Devletin eril ahlakının kurucu asli unsurları olan, sistemin kanla beslenen ahlakının “namus” bekçileri katiller ve katil adayları “erkeklik”lerini, yüceltilen erkeklik şiddetinin desteğiyle sürdürmektedirler.
Kadınlar; kapitalizmle birlikte güzellik salonlarına ve alış-veriş merkezlerine hapsedilmeden çok daha önce, Emma Goldman’ın deyimiyle; ‘ağızlarının kapalı, rahimlerinin açık olması gerektiği’ şiarıyla, adeta kuluçka makineleri gibi doğurmaya mahkûm edilmiş ve tek yaşam alanı olarak dayatılan, adeta hapishaneleri olan “evlerinde” tecrit altında tutulmaktadırlar.

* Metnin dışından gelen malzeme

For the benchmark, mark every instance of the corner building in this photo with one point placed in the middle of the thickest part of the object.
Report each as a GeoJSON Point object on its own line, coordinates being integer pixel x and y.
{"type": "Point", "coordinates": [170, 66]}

Eril olanın kadın bedeni üzerinden mülkiyet geliştirmesi ve kendisine sözde ‘gönüllü köleler’ yaratması da bu yolla kolay hale dönüştürülmektedir. Marks’ın mülkiyeti bir madde ya da eşya olarak değil de, bir ilişki biçimi olarak görmesi ve “erkeğin sahip olduğu doğal üretim koşulları karşısındaki tutumu, bunları, bir bakıma bedeninin bir uzantısını oluşturan ve kendi varlığının önkoşulları olan şeyler olarak kendisine ait saymak yönündedir” demesi boşa değildir.
Özellikle 20. Yüzyıldan itibaren bölüşüm savaşlarının ve sömürünün ‘insan kaynağı’ da, sermayenin çıkarları doğrultusunda bu yolla şekillendirilmiş ve elbette insan kaynağı kadın bedeninin sömürülmesiyle sağlanmış ve birlikte Engels’in tabiriyle; ‘Kadının yeryüzündeki erkeğe karşı ilk yenilgisi gerçekleşmiş”tir.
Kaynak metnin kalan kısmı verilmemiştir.